I landed into JFK airport that evening and made the huge mistake of deciding to stay in a cheap hotel in Queens before moving on to Princeton the next day. An even bigger mistake was foregoing the taxi service from JFK, and instead opting for the AirTrain to Jamaica Station followed by a five block walk... at night. This whole plan had me wondering if I'd made a HUGE mistake by coming here at all... and if I would even live to regret it.

The next day, I headed to Princeton, lugging two packed suitcases through the busy New York City and the architectural black hole that is Pennsylvania Station. I figured, how hard could it be to change trains from the Long Island Railroad to the NJ Transit... Boy was I naive!

Finally I made it to Princeton, this time opting to take a taxi to the place I'd call home for the next month, a rental house just North of the University. The family I was renting a room from was welcoming, but all I really wanted to do was decompress, so I went for a walk before even packing away my clothes.

The first time I saw Princeton town, my heartburn and anxiety evaporated immediately.

I felt like I was home, finally...

And I've felt like that ever since.

True, I've since moved to Pittsburgh, which I much prefer to Princeton, but I knew for the first time that I was on the right track. America was my home, and I knew it.

So if you've read this far, congratulations! I don't pretend that my story is exciting, or even interesting, but it is unique to me and it does hold a lesson.

You can be one of those people who just talks about "one day I'm going to do this", or "I want to do this". The word "but" usually completes the second part of those sentences. I used to do it too.

"I want to live in America, but..."

Until someone I trusted asked me why don't I? I really didn't think it was real. 

It doesn't matter what your dream is. Talk is cheap, as they say, not in money though, it's cheap in time and effort. Achieving any dream, however small, requires overcoming some barrier to happiness.

I realized while writing this story that this barrier is much like the barrier towards a chemical reaction. It's the reason why paper dreams of bursting into flames, but instead it just sits there, as a piece of paper, until it catches a spark. That spark helps the paper overcome the reaction barrier and the paper burns just as it always wanted to.



Let me explain what I mean using the diagram...

In Chemistry reactions lower energy just means something is more stable but if you trace the energy pathway from Y to X there is a high energy peak between the two.

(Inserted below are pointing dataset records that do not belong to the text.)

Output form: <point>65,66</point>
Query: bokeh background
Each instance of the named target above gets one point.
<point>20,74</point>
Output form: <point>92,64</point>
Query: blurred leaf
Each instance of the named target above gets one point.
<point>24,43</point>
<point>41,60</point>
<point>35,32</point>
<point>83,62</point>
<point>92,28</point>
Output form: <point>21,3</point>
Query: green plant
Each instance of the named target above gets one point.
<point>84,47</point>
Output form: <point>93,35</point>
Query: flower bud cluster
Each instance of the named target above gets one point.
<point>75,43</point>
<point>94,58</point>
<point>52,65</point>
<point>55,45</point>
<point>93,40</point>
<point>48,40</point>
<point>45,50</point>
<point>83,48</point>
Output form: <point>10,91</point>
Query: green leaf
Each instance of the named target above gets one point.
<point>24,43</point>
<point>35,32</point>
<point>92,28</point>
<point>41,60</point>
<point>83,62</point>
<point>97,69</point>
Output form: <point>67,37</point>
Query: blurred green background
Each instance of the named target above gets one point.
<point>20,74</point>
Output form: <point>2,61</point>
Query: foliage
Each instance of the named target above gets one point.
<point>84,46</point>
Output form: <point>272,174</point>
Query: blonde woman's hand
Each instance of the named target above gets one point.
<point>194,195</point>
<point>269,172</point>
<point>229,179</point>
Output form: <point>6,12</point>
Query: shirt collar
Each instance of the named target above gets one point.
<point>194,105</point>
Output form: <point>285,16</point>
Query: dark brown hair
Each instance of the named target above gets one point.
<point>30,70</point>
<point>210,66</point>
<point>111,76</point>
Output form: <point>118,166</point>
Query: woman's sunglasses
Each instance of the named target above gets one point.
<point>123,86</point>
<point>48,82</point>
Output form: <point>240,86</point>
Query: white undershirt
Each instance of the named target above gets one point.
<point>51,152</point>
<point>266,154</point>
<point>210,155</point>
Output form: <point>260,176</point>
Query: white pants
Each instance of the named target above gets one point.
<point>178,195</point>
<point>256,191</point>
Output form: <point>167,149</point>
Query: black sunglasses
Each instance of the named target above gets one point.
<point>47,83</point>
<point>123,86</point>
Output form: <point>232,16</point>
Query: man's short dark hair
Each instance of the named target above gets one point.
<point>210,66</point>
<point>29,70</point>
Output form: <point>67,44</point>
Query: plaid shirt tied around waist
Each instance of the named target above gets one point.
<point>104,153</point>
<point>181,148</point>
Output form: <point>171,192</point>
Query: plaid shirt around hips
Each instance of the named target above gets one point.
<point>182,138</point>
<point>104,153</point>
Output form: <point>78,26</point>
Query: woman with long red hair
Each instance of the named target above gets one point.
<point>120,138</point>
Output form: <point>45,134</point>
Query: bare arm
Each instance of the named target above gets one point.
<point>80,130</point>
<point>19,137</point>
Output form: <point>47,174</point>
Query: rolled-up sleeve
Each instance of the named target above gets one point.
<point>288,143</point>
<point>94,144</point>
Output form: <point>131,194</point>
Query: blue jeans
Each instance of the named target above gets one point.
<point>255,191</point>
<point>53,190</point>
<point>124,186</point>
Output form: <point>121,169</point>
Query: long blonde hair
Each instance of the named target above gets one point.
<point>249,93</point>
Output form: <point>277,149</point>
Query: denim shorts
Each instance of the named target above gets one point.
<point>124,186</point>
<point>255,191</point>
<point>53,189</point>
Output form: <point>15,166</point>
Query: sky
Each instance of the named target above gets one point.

Much like life, there is always an uphill struggle if you want to make a life change to a happier state.

But notice the red line! That looks MUCH easier, I want to take the easy path to happiness!

Well you can, but that requires a catalyst. A catalyst makes that effort less and the change easier. My catalyst was my friend who basically sat me down and told me to get my head out of my ass and start doing something toward my goal or stop talking about it! 


My goal was to live in America, my barrier was the torturous journey, expenses and effort of finding a job in another country, and my catalyst was a trusted (albeit abrasive) friend... and now I'm at point X and looking for my next low energy state!

So stop reading this and figure out what you want and start working toward it!

And most importantly, find your catalyst...





*For the purposes of this and ALL future posts, 'football' refers to American football! If I mean 'soccer' I will say soccer, which I probably won't because it sucks and is boring. Very few things annoy me more than being questioned every time I say football as to whether I in fact mean 'American football' as if it is that surprising that a British person would prefer football to soccer. Just for the record, it is Americans who decided to use the same bloody word for a completely different, all be it superior sport, and thus create the confusion.